Yours, - A Review by Lucy Davidson

It’s not often that you receive a handwritten letter. It is even more rare to receive one from someone that you’ve never met. Strangest of all is to receive a letter that discusses events you don’t recognise from someone you don’t know with an accompanying trinket (in my case, a beer mat from Edinburgh’s Panda & Sons). And yet, that’s exactly what landed on my doorstep a few days ago.
This is the premise of Jennifer Galt’s Yours, a remote theatrical experience as part of Framework Theatre’s Spring Season that, rather than being played to an audience in a theatre, relies upon what is unsaid, unseen and unheard via a collection of seemingly unconnected notes to reach its audience.
My letter was one of many of Galt’s collection written by strangers, to strangers. The rest are cleverly available online via QR code which grants access to a digital archive of letters that are scattered across the screen. Some of the writing is illustrated with accompanying doodles, some are written as if hurriedly on a diagonal and others are eerily beautiful in their restrained and uniform hand.
My letter, addressed to an unknown Anna, appears to come from a spurned or jealous lover who is furious at the attention her male companion has paid to the reader while in a bar or restaurant. This theme of yearning, missed connections and absent friends and lovers is present throughout each of Galt’s delicately-written and keenly-observed notes.

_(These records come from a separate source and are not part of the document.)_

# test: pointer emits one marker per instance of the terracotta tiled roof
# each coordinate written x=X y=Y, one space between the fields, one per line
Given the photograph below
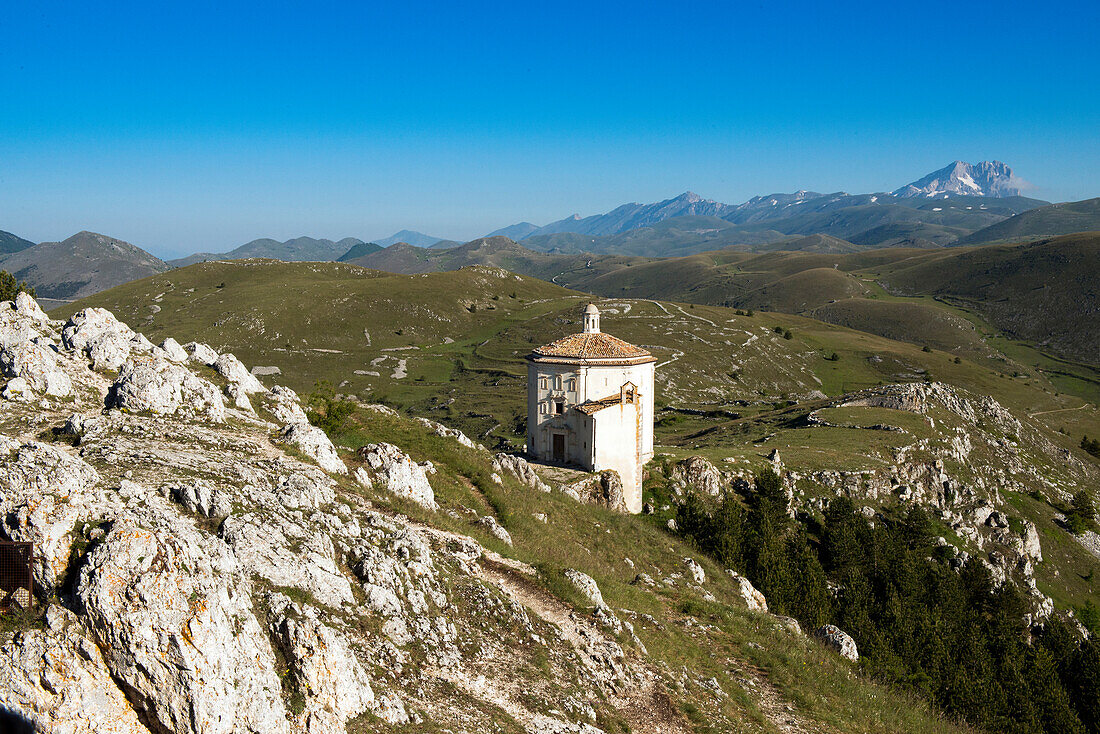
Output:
x=592 y=347
x=594 y=406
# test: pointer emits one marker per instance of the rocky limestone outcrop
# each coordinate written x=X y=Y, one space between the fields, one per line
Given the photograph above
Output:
x=315 y=444
x=398 y=474
x=444 y=431
x=172 y=351
x=161 y=386
x=45 y=492
x=603 y=490
x=699 y=473
x=839 y=641
x=285 y=405
x=200 y=352
x=754 y=600
x=231 y=369
x=586 y=585
x=520 y=469
x=102 y=338
x=57 y=678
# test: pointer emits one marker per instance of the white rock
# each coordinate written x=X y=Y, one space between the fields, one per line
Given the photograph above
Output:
x=695 y=570
x=173 y=351
x=586 y=585
x=495 y=528
x=175 y=621
x=754 y=600
x=232 y=370
x=520 y=469
x=285 y=406
x=160 y=386
x=29 y=308
x=402 y=475
x=43 y=493
x=200 y=352
x=57 y=679
x=440 y=429
x=839 y=641
x=102 y=338
x=37 y=364
x=699 y=472
x=315 y=442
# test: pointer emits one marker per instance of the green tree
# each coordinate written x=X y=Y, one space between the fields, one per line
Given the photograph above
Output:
x=10 y=287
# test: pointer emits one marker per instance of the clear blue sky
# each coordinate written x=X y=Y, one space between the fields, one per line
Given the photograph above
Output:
x=201 y=126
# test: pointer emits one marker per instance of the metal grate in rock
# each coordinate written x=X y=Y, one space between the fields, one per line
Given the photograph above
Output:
x=17 y=577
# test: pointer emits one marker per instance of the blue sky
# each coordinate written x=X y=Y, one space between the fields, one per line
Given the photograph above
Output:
x=201 y=126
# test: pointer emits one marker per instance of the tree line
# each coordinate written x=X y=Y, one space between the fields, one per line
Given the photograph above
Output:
x=921 y=622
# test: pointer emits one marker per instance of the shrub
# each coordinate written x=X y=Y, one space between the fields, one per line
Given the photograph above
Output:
x=10 y=287
x=326 y=411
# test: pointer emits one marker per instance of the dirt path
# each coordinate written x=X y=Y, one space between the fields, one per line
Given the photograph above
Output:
x=1079 y=407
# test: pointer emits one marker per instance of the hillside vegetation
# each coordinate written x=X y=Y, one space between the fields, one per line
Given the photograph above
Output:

Observational quips about strangers on trains or buses complement angry scrawls that have been borne out of seemingly sharp exchanges between the author and its intended recipient. Deeper, more intimate letters also fantasise about falling in love - but strictly from a distance - or imagine the freedom that might come with missing your stop on the train and allowing yourself to be taken somewhere far away.
Sentences that discuss god, death and love purposefully examine various corners of human emotion without committing to anything or giving much away. The effect is that we, as the reader, are left to almost literally read between the smudged lines of each story and consider where we position ourselves in relation to what is - and isn’t - presented to us.
This level of restraint and distance is what makes Galt’s writing so effective and poignant, since we are left with the juxtaposition between the author’s anonymity and the quiet familiarity of the hand-written and first-person address. Online, readers are invited to give something back by writing their own letter. I’d like there to be even more, such as a way of adding our own responses to each note, or an almost interactive online element that uncovers connections or hidden meanings.
However, perhaps that’s the point: stones will always be left unturned, connections are regularly missed and stories often refuse to tie themselves up. It’s how we respond to them that shapes who we are.
A review by Lucy Davidson, as part of Framework's Theatre Writers Pilot Scheme.